Fry the onions in ground nut or rape seed oil (I know I’m coming late to the party but these oils have a higher burn point than olive oil so don’t turn into horrible transfats) until soft and translucent. When they are cooked, gently smash the garlic with the back of a large knife and put in whole for a minute or two before adding the tomatoes then cooking for at least an hour, with the lid off so it reduces a bit and becomes fairly consolidated. Put aside and move onto the aubergines. If you are making this and really feel passionately that olive oil is essential – as I do, actually – you could always add a glug of extra virgin olive oil at the very end, once cooked, just before serving.

Aubergizza

Just to say that a griddle pan is a pretty essential piece of kit for this!
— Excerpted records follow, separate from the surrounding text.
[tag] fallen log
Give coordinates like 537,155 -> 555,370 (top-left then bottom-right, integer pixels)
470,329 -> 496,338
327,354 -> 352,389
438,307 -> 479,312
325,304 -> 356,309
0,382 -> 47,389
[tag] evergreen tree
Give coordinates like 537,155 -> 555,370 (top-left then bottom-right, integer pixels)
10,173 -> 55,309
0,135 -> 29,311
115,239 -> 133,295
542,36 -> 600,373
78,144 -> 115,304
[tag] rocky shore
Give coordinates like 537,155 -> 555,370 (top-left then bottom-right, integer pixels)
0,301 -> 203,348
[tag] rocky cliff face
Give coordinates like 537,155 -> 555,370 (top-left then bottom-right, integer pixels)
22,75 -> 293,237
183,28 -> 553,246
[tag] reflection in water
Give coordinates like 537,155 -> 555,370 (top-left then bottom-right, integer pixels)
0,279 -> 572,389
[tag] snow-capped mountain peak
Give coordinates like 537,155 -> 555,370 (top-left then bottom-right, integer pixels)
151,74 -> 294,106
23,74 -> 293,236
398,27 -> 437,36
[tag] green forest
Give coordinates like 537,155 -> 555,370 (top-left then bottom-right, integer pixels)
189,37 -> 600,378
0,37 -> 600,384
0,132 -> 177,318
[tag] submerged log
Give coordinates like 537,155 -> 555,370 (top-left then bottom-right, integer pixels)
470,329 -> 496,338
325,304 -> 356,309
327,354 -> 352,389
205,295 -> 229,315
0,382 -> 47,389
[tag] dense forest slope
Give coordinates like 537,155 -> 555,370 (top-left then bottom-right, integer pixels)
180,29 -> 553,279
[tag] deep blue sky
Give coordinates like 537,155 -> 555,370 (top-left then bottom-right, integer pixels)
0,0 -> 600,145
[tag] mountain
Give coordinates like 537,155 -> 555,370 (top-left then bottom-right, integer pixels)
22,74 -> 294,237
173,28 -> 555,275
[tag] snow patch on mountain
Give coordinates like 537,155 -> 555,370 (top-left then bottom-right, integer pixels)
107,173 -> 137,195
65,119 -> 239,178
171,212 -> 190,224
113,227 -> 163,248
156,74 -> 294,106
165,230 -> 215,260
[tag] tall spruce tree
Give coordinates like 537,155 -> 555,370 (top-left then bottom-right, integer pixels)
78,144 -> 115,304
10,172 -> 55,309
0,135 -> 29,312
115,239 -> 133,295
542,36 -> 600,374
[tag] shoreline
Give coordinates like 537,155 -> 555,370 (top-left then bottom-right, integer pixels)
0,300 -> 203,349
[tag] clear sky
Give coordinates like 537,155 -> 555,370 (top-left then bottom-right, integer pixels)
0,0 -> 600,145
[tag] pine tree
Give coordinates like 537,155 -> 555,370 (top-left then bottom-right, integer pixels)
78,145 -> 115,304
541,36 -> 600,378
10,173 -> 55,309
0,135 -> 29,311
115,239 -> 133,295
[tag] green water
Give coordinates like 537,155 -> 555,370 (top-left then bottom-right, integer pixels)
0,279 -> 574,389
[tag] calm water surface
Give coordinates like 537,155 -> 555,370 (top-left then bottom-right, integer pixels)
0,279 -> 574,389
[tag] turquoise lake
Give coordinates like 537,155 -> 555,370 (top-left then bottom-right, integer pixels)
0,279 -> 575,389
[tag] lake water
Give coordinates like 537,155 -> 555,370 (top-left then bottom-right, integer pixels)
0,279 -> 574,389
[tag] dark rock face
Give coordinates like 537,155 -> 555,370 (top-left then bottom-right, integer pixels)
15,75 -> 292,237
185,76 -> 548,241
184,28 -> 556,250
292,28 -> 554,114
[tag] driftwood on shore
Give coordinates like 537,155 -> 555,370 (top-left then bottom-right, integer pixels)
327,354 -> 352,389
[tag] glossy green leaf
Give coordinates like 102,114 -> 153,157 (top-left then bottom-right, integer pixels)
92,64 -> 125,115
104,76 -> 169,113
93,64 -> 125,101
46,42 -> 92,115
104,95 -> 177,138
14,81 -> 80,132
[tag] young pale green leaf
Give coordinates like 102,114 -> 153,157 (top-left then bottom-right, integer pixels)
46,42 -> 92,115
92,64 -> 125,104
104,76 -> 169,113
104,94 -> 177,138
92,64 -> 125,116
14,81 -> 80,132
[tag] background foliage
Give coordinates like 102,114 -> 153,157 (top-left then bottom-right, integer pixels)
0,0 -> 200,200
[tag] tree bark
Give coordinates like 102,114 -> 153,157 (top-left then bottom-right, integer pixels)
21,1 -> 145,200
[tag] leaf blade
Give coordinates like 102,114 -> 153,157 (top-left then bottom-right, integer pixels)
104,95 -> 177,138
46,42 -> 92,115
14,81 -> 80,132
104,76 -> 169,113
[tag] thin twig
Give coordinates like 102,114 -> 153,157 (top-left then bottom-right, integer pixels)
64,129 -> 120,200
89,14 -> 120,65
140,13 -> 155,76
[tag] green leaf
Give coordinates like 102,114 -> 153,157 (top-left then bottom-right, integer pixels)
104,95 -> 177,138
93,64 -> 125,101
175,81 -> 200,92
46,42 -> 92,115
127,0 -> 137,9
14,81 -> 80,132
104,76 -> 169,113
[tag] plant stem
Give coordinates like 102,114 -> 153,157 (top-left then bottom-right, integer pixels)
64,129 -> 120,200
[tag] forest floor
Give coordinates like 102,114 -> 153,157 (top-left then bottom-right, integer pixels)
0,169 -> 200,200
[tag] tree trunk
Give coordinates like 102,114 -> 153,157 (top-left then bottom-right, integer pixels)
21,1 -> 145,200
4 medium aubergines (I allowed one per person in case they were so delicious people couldn’t stop eating them – but we had leftovers which is no bad thing).

Tomato sauce

cheddar cheese, grated

Slice the aubergines lengthways into pretty chunky slices (it depends on size of course but I got four slices out of each one). Ideally, you’d put them into a bowl and salt them then leave them with a heavy weight on for at least half an hour before wiping the salt and water away. But I don’t suppose it’s the end of the world if you don’t have time for this. Then put them into a bowl and use your hands to make sure they are completely covered on both sides with rape seed oil. Heat your griddle pan up so it’s really hot, then place the aubergine slices lengthways (you’ll probably have to do this in batches and the pan should be so hot that the aubergines should sizzle as they meet it). Cook one side and then the other, using a fork to make sure they are properly cooked and beautifully branded with sizzle marks. Then remove to cool and  continue cooking the rest.

Once you’ve cooked them all, put the grill on and arrange the aubergines side by side on the grill pan before covering each one with tomato sauce, then cheddar, and grilling them so the cheese melts.

As the cheese was melting, I gridded my courgettes, which I’d basted in rapeseed oil and lemon. If I’d had more time I might have done something a bit fancier with them (some kind of garlicky dressing and maybe built a salad around them), but they were pretty good on their own.